Execution speed of a function

Hello

I measured the execution speed of a function and came to something surprising, at least to me. The first time the function is executed, it takes longer than the next times. The difference is significant to raise my eyebrow. I tried googling but it's all irrelevant stuff and I'm not sure how exactly to google it.

Below is the speed results. First column is number of clock cycli it took to complete, without prescaler. Second one is not important.


My only guess is that the needed registers get loaded the first time and can be kept there. Not sure though. And I'd like to know why this is.

the main.cpp file is about 400 lines, I've attached it, as i think it's a bit overkill to post that here in tags. There are other files in my project, but I don't think they really matter.

void handle_adc_res(uint8_t adc_ch) {

    #ifdef __FL__
    update_feat_vec(ptr_fv[adc_ch], ptr_buffer[adc_ch]);

    #else
    update_feat_vec(ptr_fv[adc_ch], 
                    carry_mav + adc_ch, 
                    temp_rms + adc_ch, 
                    carry_wfl + adc_ch,
                    ptr_buffer[adc_ch]);
    
    #endif

}

void setup() {

    Serial.begin(9600);
    delay(2000);

    flag.sample_rdy = 0;
    flag.window_rdy = 0;
    flag.fv_finalize = 0;
    counter_overflow = 0;

	cli();

	DDRB = 0xFF;
	PORTB = 0x00;

	init_global_var();
	init_sample_timer();
	init_ADC();
    init_counter_timer();

	enable_ADC();

	sei();

	enable_sample_timer();
    // enable_window_timer();
    
    clr_bit(&PORTB, pin_overflow);

    uint8_t i = 0;

    memset(cnts, 0, smp_lngth * sizeof(uint16_t));

    while (i < smp_lngth) {

        while(!flag.sample_rdy) {}

        flag.sample_rdy = 0;

        enable_counter_timer();

        handle_adc_res(flag.channel_rdy);

        disable_counter_timer();
        cnts[i] = TCNT2 + 0xFF * counter_overflow;
        counter_overflow = 0;

        ++i;

    }


}

void loop() {

    uint8_t i;
    Serial.println(F("speed results"));
    for (i = 0; i < smp_lngth; ++i) {
        Serial.print(cnts[i]);
        Serial.print("\t");
        Serial.println(feature_vector[i]);

    }

    while(1) {}

}

main_test.cpp (7.21 KB)

example_features.cpp (2.09 KB)

What processor is this on?

For anything with caches this is entirely expected.

Did you break micros() with that code?

It looks like you are trying to time the "handle..." function.
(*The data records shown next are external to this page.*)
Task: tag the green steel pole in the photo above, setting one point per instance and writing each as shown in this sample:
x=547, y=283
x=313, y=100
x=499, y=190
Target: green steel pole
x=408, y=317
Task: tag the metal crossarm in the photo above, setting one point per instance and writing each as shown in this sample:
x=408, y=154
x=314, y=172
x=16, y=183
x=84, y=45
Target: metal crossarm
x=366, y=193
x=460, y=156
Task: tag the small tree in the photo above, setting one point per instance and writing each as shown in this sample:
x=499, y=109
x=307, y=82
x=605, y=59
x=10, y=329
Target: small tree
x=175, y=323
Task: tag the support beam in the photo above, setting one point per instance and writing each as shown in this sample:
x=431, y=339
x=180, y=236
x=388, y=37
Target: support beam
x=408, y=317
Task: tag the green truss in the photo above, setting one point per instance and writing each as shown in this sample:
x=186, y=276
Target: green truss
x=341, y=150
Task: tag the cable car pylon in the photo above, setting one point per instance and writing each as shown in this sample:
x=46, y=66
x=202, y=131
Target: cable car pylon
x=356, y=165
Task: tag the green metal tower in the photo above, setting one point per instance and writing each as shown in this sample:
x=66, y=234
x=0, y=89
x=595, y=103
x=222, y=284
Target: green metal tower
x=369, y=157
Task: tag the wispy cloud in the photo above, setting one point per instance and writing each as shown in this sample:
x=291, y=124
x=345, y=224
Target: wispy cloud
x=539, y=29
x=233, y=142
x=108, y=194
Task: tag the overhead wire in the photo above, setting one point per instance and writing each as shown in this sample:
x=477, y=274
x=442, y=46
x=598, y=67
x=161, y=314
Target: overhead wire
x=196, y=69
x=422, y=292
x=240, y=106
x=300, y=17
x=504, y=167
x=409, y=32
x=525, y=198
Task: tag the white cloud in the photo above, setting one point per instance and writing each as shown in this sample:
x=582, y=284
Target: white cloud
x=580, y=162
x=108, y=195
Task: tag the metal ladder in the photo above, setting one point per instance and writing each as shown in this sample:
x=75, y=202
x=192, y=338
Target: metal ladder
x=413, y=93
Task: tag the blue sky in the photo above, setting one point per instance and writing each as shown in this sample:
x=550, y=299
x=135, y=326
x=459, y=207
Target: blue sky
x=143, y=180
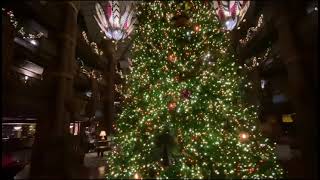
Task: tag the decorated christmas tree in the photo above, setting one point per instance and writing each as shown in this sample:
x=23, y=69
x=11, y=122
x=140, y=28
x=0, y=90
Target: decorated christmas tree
x=184, y=114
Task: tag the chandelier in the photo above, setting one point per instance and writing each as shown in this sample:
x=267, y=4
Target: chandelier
x=114, y=25
x=230, y=13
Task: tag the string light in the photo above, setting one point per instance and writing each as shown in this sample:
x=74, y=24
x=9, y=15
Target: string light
x=252, y=31
x=207, y=126
x=256, y=61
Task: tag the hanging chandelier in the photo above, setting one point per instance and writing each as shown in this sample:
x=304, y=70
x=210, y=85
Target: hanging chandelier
x=114, y=25
x=230, y=13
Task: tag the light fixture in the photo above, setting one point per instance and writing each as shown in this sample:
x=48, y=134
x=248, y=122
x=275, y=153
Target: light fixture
x=103, y=134
x=112, y=23
x=230, y=13
x=17, y=128
x=263, y=83
x=136, y=176
x=33, y=42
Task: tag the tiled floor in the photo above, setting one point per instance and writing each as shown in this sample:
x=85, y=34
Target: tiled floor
x=94, y=168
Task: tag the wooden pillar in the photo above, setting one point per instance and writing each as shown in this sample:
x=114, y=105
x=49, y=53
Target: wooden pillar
x=300, y=94
x=51, y=153
x=109, y=75
x=7, y=47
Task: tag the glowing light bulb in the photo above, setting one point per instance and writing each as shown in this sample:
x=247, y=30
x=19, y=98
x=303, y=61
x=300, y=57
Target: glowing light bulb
x=136, y=176
x=33, y=42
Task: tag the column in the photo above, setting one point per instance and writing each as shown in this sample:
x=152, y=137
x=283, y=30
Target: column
x=7, y=48
x=300, y=94
x=51, y=152
x=109, y=75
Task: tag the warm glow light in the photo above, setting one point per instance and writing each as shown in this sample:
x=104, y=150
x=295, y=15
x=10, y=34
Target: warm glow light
x=17, y=128
x=231, y=12
x=103, y=134
x=136, y=176
x=33, y=42
x=112, y=23
x=244, y=136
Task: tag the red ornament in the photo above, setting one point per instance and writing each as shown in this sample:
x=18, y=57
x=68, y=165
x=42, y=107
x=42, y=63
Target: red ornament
x=172, y=105
x=251, y=170
x=197, y=28
x=172, y=58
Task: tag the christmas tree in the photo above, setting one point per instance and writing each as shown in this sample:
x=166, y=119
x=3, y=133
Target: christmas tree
x=185, y=115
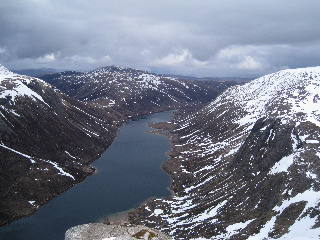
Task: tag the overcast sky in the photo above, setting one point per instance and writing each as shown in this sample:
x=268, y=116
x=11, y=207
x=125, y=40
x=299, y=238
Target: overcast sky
x=189, y=37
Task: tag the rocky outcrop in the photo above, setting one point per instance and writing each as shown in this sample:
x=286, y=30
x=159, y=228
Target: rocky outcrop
x=99, y=231
x=246, y=166
x=134, y=92
x=47, y=141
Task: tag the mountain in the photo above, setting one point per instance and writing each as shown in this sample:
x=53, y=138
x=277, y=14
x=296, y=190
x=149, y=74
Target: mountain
x=37, y=72
x=50, y=134
x=133, y=91
x=246, y=166
x=47, y=141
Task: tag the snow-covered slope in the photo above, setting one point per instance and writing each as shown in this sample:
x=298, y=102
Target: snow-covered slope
x=47, y=141
x=246, y=166
x=131, y=89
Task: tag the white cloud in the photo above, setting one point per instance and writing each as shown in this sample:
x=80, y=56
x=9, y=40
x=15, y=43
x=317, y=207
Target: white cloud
x=182, y=57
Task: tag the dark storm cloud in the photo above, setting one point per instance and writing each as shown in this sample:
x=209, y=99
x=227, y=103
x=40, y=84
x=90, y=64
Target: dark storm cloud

Isn't that an interrupt handler? So you can't really call it like that.

For timing interrupt handlers, sometimes you just have to resort to writing to a pin and then use an oscilloscope to measure the pulse length on the pin.

Sorry, Arduino Uno!

I don't know if I broke it. At the moment I use all timers. T2 for counting the clockcycli. I don't use micros(). I can disable T0 and T1, don't really need them for this speed measurement as I can directly start the ADC, without needing a fixed sample frequency.

handle_adc_res gets called from the main thread. A flag gets set in the adc interrupt, to know when it's done converting.
EDIT: oh you meant the naming of the function. yeah i'm bad at naming. That function "handles" the adc result that's stored in a buffer

Yeah, i measured it with an oscilloscope, you can still see the pin toggling in my program. But it's an old analog one, and I'd like to be a bit more precise.

Once you allow for the extra time taken to turn the external pin on and off, the scope is the most precise method.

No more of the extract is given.